The authors also noted a well-established link between insulin resistance and neurodegenerative diseases, so much so that Alzheimer’s is often called type III diabetes. “The molecular crosstalk between alteration of insulin signaling and neurodegeneration has been extensively investigated, so that Alzheimer’s disease (AD) has also been named type III diabetes,” the investigators added.
“In this new study, we showed that in the early stages of Alzheimer, molecular changes resembling a scenario of brain insulin resistance cause an increase of zDHHC7 enzyme levels and alter the S-palmitoylation of key proteins involved in cognitive functions and beta-amyloid accumulation.”

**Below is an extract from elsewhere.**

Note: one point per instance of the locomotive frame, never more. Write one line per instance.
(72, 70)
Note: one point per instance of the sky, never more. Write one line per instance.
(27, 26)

“Our findings show that in animal models of Alzheimer’s disease, both pharmacological and genetic inhibition of protein S-palmitoylation can counteract the accumulation of harmful proteins in neurons and delay the onset and progression of cognitive decline,” the lead author of the study Francesca Natale, PhD, added. Post-mortem brain samples from Alzheimer’s disease patients also demonstrated elevated levels of zDHHC7 and S-palmitoylated proteins, with an inverse correlation between BACE1 S-palmitoylation levels and cognitive maintenance scores on the Mini Mental State Examination.
In experiments performed on the genetically modified AD model mice, researchers turned off zDHHC enzymes using an experimental nasal-spray containing the palmitoylation inhibitor 2-bromopalmitate. This approach successfully stopped neurodegeneration, reduced symptoms, and even extended the animals’ lifespan. “Chronic intranasal administration of the S-palmitoylation inhibitor 2-bromopalmitate counteracted synaptic plasticity and cognitive deficits, reduced the Aβ deposition in the hippocampus and extended the lifespan of both male and female 3x Tg-AD mice,” they wrote.
The investigators suggest their findings add new insight to the collective understanding of AD pathophysiology, and identify potential therapeutic targets. The collective data from the reported studies, the team concluded, “… reveal a key role of zDHHC enzymes in the development of neurodegeneration and cognitive deficits, and suggest that counteracting aberrant protein S-palmitoylation can be an additional therapeutic strategy for AD … our results may pave the way for future clinical trials, representing a significant step forward in the field of AD research and to discover effective treatments for neurodegenerative disorders.”
Grassi added, “Currently, no drugs can selectively block zDHHC7, and 2-bromopalmitate is not sufficiently precise.” However, with continued funding through the Italian Ministry of Health’s PNRR program new approaches will be tested, which may be translatable for therapeutic use. These may include genetic patches—small oligonucleotides that bind to the zDHHC7 enzyme’s RNA and prevent its maturation—or engineered proteins that can interfere with zDHHC enzyme activity.